Jackson v. Rent-A-Center, West, Inc.
Facts
Jackson worked for Rent-A-Center and, as a condition of employment, signed a stand-alone Mutual Agreement to Arbitrate Claims that expressly covered discrimination claims. The agreement also stated that the arbitrator, not any court, had exclusive authority to resolve disputes about the interpretation, applicability, enforceability, or formation of the agreement, including claims that any part was void or voidable. After Jackson filed a federal race discrimination and retaliation action, the employer moved to compel arbitration based on that agreement. Jackson argued the agreement itself was unconscionable, asserting substantive unconscionability based on one-sided claim coverage, discovery, and fee-sharing provisions, and procedural unconscionability because the form contract was imposed as a non-negotiable condition of employment.
Issue
When an arbitration agreement expressly delegates questions of enforceability to the arbitrator, must a court nevertheless decide a party's claim that the arbitration agreement itself is unconscionable?

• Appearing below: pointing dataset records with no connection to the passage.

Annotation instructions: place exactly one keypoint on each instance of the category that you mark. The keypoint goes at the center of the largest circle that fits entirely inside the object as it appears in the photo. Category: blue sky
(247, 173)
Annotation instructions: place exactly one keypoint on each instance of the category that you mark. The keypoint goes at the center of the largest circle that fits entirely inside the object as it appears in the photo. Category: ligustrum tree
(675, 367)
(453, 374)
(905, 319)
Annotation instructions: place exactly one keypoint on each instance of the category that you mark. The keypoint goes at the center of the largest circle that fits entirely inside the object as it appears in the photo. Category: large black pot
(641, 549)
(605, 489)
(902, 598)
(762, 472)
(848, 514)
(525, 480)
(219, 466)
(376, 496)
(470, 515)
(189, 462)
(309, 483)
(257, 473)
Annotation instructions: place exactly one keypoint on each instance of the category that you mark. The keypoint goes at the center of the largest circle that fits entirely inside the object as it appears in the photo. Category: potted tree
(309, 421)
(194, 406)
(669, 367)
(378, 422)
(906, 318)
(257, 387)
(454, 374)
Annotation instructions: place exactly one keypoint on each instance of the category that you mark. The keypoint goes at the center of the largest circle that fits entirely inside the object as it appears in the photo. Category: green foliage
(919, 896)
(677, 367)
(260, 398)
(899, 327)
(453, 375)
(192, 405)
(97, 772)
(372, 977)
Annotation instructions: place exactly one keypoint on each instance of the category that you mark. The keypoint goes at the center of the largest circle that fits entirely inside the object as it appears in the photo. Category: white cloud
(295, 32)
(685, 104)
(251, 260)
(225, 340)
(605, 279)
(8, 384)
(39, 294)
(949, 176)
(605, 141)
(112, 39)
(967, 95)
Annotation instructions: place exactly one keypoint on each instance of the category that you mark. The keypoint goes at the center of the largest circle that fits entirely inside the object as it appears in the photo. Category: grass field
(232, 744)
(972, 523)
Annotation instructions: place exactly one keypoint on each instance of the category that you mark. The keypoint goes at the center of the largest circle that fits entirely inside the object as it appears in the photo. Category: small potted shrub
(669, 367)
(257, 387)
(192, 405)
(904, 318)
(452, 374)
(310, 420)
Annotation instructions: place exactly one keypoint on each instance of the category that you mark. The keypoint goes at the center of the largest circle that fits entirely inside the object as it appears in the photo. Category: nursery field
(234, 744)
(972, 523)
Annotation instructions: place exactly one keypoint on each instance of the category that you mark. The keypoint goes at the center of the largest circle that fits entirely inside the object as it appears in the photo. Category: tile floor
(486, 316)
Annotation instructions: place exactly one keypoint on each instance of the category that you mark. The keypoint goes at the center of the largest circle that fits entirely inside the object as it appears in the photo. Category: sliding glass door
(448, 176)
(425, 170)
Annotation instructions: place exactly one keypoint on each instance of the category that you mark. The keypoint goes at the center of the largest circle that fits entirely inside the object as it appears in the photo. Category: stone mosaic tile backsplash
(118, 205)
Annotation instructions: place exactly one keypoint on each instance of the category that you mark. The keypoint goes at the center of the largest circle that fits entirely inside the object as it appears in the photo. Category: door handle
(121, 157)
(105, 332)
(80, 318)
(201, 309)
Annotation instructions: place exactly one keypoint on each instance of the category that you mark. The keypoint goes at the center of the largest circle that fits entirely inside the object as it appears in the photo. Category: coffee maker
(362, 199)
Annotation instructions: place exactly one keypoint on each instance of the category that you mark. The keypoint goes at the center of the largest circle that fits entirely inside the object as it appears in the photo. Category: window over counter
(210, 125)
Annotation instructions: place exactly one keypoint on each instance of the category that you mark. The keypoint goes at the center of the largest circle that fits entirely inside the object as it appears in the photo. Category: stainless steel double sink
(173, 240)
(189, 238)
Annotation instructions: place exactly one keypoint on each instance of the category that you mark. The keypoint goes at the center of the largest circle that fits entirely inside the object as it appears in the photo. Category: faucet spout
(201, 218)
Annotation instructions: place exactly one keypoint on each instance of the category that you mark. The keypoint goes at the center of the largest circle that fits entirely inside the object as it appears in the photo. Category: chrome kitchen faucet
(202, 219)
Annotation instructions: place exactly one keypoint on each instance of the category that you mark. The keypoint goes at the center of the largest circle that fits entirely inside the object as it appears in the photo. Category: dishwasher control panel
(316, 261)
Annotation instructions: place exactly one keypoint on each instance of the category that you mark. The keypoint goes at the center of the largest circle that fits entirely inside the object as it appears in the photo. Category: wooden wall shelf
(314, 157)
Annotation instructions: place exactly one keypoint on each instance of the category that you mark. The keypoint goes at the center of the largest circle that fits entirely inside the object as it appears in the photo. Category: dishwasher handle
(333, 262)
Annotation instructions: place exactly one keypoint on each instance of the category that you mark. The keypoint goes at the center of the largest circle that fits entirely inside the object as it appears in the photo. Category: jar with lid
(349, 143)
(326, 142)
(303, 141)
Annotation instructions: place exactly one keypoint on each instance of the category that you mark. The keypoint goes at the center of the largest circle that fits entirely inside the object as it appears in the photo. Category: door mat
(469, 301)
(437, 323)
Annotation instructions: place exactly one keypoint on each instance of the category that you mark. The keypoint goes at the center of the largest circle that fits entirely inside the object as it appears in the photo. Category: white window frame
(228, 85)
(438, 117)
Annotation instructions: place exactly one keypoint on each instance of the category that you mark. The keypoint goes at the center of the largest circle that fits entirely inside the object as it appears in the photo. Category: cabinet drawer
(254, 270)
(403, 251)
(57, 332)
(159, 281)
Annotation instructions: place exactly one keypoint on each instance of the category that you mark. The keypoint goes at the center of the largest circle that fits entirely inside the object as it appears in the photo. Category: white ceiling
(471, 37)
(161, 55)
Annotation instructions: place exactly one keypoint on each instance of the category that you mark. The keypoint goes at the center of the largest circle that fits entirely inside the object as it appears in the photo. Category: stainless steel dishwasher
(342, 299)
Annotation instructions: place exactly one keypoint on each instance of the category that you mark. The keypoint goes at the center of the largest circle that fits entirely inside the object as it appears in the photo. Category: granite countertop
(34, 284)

Also, did the district court correctly reject Jackson's substantive unconscionability challenge on the present record?
Rule
When a party specifically challenges an arbitration agreement or its arbitration provisions as unconscionable and therefore invalid, the court must decide that threshold enforceability question under ordinary state-law contract principles, even if the agreement expressly delegates validity or arbitrability to the arbitrator. Under Nevada law, arbitration provisions may be invalidated only if they are both substantively and procedurally unconscionable.